Ici le père Sentis creuse l’un de ses thèmes favoris : le lien entre morale et liberté. Il est convaincu que l’affirmation du libre-arbitre, ou du « cœur » biblique, ouvre un nouveau regard sur la morale, sur les dynamismes de croissance intérieure. Il invite à des recherches (sous-titre). Il aborde la question de la liberté par le biais éclairant de la philosophie grecque sur la « non-servitude » et la « capacité d’initiative » (Aristote) puis « la libération et la capacité d’initiative » dans la Bible. Dans le Premier Testament, au début de la Genèse, Dieu invite l’être humain à l’initiative. L’Exode fait le récit du passage de la servitude au « service heureux ». Dans le Nouveau Testament, l’épître aux Romains et l’Évangile selon saint Jean explique la notion neuve de liberté que Jésus apporte.
Quant à l’idée de libre-arbitre, l’auteur en repère la naissance chez saint Justin de Naplouse (IIe siècle).
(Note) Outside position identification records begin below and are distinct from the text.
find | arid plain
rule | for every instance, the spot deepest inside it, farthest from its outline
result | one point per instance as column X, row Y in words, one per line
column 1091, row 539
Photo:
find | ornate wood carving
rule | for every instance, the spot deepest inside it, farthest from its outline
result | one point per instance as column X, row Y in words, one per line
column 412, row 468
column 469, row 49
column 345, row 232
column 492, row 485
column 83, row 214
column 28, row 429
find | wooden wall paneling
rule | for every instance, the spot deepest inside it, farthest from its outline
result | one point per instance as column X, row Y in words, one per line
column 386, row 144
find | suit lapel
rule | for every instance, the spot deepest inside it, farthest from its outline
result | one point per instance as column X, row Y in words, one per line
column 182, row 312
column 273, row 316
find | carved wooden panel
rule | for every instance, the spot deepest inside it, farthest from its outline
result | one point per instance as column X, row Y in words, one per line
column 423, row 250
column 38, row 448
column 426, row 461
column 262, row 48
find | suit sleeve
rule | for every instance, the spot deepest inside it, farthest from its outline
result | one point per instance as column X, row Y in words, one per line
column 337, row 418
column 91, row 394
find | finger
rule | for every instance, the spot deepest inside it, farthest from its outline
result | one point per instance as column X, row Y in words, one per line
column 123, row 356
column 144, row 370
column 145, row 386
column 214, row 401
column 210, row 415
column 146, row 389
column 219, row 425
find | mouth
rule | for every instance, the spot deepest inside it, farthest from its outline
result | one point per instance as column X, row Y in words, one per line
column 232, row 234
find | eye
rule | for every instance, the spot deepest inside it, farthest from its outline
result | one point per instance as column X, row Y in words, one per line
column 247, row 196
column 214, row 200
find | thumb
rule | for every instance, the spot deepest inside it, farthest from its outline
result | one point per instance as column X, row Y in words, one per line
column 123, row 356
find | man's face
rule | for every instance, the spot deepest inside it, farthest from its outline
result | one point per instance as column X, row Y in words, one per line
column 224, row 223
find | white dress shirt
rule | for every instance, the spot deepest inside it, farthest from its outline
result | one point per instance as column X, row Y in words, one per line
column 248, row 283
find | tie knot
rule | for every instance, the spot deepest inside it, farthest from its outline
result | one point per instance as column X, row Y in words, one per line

De là, il dégage l’originalité chrétienne de cette notion. Les Pères grecs font leur la notion de libre-arbitre, mais va apparaître le caractère problématique de son origine chrétienne. Chez les Pères latins, saint Augustin perçoit la difficulté radicale de l’usage du libre-arbitre, qui peut être responsable du mal moral. De ce fait, il intègre la réflexion sur les conséquences de la crise pélagienne. Il est alors possible de saisir les enjeux de la capacité d’initiative selon Augustin et Aristote. Saint Anselme va apporter sa réflexion sur la liberté comme pouvoir de garder la justice, tandis que saint Bernard va envisager trois types de liberté. Pour sa part, saint Thomas d’Aquin pose le libre-arbitre comme faisant partie de la nature humaine, et la capacité d’initiative comme la capacité du païen vertueux. C’est en raison du libre-arbitre que l’homme est image de Dieu, et capable de péché. L’auteur analyse alors le caractère problématique de la doctrine de saint Thomas, avant d’en venir au célèbre débat sur la grâce et le libre-arbitre chez Luther et Érasme, débat qui alimente ensuite la pensée du concile de Trente, et qui se retrouve chez Baïus, disciple de saint Augustin, et chez le jésuite Molina. Descartes, par qui advient la notion d’autonomie de l’individu libre et conscient de soi, est perçu par Laurent Sentis comme « un homme profondément religieux et fidèle à la foi catholique » (p. 118).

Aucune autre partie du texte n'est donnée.